I swear to all heaven, the whispering fictions I gather to adorn your waning memory will never bewilder, like the logic of poetry, nor will they clothe your feeble wonder in the fatal organs of delusion. They will only raise your passion for communication, or lay to sleep the pain of self-preservation.
Add to this the abundance of vile beauty and the miserable rhythm of language, and a fossil of security will hold together the naked corpse of your being. Your famished instinct for manifold error slinks off to twist the roots of solitude.
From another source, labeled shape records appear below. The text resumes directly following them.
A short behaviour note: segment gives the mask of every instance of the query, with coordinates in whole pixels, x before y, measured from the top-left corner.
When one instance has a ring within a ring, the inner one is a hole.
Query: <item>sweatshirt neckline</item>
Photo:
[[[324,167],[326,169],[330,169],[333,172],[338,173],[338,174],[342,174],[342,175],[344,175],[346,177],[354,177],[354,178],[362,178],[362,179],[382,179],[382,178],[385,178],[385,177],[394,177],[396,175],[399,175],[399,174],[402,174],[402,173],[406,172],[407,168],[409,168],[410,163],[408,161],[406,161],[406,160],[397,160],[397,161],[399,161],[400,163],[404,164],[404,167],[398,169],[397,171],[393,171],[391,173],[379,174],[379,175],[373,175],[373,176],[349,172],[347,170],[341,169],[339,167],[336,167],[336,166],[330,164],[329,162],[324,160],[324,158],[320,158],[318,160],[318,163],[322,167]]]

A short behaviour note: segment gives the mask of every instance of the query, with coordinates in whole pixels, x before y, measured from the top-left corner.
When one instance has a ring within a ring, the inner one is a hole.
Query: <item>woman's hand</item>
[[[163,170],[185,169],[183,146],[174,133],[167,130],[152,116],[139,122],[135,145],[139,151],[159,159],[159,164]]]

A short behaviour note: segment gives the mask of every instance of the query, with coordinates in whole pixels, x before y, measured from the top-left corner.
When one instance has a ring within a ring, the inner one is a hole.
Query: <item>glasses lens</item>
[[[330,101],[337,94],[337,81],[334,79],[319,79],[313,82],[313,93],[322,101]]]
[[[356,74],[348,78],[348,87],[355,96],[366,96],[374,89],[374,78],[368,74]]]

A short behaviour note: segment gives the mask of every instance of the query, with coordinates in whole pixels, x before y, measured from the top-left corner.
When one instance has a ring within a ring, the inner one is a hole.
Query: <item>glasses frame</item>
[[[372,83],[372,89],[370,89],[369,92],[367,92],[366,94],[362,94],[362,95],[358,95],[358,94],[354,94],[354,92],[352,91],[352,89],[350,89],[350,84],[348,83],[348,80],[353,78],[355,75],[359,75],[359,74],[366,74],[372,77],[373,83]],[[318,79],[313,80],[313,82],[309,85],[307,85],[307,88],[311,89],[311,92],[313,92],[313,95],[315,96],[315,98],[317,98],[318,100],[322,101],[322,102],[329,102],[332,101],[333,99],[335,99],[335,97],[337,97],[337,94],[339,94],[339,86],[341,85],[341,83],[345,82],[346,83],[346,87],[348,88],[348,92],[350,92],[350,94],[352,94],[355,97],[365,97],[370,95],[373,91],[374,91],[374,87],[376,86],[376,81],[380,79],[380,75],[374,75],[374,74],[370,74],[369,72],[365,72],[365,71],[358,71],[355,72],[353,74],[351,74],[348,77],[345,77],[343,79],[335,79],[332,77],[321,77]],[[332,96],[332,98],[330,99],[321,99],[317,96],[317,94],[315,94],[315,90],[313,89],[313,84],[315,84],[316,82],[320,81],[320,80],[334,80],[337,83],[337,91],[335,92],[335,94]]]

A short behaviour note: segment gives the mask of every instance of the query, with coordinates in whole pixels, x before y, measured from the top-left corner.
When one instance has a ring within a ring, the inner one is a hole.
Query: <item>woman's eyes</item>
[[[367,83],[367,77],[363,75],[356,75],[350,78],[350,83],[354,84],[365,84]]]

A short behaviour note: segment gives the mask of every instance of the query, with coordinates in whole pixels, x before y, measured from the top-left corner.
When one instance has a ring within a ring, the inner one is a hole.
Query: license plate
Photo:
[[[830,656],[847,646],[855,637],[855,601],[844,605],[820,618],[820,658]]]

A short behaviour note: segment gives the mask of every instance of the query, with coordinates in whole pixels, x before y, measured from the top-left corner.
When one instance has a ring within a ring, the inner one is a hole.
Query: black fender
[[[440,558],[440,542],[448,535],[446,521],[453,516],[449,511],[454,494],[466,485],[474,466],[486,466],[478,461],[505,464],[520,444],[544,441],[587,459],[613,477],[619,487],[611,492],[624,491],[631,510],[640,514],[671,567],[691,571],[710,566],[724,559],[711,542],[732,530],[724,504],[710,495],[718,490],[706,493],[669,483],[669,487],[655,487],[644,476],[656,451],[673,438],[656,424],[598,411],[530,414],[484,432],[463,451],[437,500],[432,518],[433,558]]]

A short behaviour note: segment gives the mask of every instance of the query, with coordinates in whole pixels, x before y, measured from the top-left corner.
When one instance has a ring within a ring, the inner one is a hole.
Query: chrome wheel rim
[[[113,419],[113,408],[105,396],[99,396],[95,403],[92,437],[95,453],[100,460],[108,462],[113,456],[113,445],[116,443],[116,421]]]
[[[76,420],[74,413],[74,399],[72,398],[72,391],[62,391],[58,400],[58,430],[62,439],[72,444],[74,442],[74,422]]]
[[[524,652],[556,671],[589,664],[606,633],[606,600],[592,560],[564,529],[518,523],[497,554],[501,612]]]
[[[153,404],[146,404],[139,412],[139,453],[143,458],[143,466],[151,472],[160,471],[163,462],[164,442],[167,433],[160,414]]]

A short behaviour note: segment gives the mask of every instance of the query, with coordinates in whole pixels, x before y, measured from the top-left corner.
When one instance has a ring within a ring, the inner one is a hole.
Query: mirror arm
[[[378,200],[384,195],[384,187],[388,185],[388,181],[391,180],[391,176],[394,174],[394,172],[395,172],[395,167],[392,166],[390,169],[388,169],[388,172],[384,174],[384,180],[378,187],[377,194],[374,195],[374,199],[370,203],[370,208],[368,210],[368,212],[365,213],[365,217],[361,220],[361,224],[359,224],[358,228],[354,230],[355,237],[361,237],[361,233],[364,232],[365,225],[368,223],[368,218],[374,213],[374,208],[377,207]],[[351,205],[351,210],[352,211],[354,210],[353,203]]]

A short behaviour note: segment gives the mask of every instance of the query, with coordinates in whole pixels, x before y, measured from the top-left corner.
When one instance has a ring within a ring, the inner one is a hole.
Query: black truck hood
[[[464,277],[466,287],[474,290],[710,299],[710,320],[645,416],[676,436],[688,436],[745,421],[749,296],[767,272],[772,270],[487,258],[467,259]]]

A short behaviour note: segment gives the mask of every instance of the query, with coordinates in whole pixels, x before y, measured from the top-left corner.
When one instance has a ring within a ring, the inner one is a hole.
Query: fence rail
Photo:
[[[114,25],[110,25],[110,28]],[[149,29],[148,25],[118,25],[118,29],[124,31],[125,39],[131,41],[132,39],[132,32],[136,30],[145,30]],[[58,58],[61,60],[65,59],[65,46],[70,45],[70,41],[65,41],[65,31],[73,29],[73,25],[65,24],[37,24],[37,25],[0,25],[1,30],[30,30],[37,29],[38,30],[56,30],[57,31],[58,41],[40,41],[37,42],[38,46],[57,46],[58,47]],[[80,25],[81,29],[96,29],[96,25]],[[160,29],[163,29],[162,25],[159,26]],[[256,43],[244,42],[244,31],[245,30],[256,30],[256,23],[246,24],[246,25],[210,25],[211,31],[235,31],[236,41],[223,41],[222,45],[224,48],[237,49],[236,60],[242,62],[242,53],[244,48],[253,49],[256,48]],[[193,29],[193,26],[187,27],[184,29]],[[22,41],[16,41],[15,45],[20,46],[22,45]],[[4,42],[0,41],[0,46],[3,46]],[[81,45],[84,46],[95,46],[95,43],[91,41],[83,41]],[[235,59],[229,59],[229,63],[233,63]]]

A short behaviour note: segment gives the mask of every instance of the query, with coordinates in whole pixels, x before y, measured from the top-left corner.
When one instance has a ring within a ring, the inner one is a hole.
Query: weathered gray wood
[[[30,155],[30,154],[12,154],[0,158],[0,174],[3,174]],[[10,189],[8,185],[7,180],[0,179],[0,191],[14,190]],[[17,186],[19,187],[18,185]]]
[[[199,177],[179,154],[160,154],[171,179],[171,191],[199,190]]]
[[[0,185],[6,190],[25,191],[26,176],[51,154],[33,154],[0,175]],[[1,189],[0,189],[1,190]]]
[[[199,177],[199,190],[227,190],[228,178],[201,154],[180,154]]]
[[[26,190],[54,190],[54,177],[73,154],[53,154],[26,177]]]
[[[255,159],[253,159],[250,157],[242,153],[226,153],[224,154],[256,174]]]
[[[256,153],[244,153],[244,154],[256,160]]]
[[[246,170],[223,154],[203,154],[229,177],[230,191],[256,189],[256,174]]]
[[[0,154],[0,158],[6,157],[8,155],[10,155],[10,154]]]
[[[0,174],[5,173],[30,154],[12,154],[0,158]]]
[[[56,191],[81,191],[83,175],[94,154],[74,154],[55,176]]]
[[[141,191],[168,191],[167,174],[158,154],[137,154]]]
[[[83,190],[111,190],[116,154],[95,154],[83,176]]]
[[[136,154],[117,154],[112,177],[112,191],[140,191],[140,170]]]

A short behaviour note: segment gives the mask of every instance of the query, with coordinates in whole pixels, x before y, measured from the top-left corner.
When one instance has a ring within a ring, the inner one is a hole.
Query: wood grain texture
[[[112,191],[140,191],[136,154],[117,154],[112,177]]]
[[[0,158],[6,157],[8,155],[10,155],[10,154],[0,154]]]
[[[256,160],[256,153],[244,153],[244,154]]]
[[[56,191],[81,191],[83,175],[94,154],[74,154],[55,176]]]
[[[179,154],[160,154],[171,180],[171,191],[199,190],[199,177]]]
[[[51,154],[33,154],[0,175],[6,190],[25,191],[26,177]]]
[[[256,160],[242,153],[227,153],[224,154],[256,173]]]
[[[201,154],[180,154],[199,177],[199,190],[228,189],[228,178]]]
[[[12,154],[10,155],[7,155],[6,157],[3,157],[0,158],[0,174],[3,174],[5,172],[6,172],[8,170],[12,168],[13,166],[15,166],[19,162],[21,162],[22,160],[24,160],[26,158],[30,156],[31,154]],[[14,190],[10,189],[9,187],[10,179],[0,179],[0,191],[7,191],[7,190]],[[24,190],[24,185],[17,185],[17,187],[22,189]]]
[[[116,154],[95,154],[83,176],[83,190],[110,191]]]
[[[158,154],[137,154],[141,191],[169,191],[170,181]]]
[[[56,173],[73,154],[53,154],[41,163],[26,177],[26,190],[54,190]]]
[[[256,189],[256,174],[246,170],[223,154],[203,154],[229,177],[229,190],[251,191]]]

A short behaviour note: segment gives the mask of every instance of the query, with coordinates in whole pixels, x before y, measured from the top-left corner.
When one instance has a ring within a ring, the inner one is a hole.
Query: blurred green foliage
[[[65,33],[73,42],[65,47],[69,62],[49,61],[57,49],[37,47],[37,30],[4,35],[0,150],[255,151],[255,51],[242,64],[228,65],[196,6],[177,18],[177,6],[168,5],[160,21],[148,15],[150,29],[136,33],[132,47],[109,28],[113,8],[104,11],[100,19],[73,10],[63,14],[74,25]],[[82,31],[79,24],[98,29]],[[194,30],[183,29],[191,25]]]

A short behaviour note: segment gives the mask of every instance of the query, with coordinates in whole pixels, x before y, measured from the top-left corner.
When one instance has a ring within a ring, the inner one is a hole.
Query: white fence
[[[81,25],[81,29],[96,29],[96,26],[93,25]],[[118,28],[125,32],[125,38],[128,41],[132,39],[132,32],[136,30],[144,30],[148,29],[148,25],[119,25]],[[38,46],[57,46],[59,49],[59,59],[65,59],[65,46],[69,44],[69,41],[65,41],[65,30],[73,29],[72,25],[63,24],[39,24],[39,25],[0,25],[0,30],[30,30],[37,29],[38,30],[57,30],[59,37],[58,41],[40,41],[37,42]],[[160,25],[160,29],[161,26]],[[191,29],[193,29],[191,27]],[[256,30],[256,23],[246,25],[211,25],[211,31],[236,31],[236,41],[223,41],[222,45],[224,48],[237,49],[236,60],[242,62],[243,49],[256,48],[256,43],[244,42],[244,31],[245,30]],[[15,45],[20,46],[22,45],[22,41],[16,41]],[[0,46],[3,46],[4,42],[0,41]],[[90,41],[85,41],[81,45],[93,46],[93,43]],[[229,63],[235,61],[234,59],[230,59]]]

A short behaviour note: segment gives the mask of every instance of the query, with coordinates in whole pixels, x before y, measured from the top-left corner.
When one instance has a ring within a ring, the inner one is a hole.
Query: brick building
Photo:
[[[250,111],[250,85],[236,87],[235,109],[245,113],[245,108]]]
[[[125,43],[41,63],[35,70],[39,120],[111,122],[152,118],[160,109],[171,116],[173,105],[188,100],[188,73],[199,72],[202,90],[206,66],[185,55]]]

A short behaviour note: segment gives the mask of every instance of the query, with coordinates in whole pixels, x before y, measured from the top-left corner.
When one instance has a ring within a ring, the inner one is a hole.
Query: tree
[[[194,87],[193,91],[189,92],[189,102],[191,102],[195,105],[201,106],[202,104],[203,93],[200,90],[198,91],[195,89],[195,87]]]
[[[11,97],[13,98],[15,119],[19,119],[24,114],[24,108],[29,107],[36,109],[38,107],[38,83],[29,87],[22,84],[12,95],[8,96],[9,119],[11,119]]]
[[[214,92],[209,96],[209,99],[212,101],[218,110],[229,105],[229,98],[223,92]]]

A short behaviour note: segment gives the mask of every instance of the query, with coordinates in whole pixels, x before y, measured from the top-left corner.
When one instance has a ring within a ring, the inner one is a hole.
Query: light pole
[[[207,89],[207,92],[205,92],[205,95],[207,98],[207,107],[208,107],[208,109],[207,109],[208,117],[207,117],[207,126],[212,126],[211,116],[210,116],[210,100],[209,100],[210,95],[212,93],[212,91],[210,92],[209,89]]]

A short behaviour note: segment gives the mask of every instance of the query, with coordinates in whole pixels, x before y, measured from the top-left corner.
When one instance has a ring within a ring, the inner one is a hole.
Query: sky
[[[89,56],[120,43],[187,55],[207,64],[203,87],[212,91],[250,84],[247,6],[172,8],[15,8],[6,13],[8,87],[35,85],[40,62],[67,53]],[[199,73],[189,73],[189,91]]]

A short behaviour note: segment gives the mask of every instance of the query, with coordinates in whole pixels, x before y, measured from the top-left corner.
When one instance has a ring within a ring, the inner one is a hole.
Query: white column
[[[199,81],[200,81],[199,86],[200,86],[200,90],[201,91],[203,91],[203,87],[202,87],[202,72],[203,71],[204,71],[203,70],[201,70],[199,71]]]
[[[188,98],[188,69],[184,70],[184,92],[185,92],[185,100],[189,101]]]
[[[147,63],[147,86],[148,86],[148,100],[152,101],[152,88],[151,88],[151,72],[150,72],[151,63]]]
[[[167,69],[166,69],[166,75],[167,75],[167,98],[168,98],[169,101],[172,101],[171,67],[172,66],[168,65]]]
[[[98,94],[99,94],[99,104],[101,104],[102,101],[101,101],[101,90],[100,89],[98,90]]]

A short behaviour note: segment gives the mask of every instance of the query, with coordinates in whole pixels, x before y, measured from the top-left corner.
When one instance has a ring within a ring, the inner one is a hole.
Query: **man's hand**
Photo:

But, no matter what mysteries we intone, the evolution of experience will exhaust all song and fiction. The seclusion of wisdom no longer saves, it only watches.

***

HERE we are at the gates. Low houses decorated with a black enclosing wall. Our horses’ hooves sink deeper into black things above a city of coal. The land follows a lacework of which follows a fire. The gloom of barricades where fighting must have been destroyed, after fire and all-pervading ashes. We are at one with the ashes, which make our faces tingle.
The leaping dreams; the sky glows; fragrant hunters command. The soft doorway dreams. This wild regret moves a few straggly beggars snivelling in the stale material of curious debris, binding and formed of the double triple gates. Colossal black mass of ruins. A city of barricades where fighting is all that is left. We are wading, stepping upon the corners of an infinite labyrinth of all-pervading relics.
I hurtle through the ruins of this life we all have adopted. It is no accident that modern education does not teach us the true aspect of life. O they aren’t interested in anything less than regret. I laugh and I cannot leave town.
Behind this bare song, I sit. Does the cold flame strive? Sky tight and empty, quick sparrow. The blunt shell spinning, supple but loose. Angry, she bubbles, with pink pools. The weary fox soars when leaden seagulls command. The queen crawls. The monk comes to the water.
Path gnarled and dismal. Not dismal, not gnarled, I speak.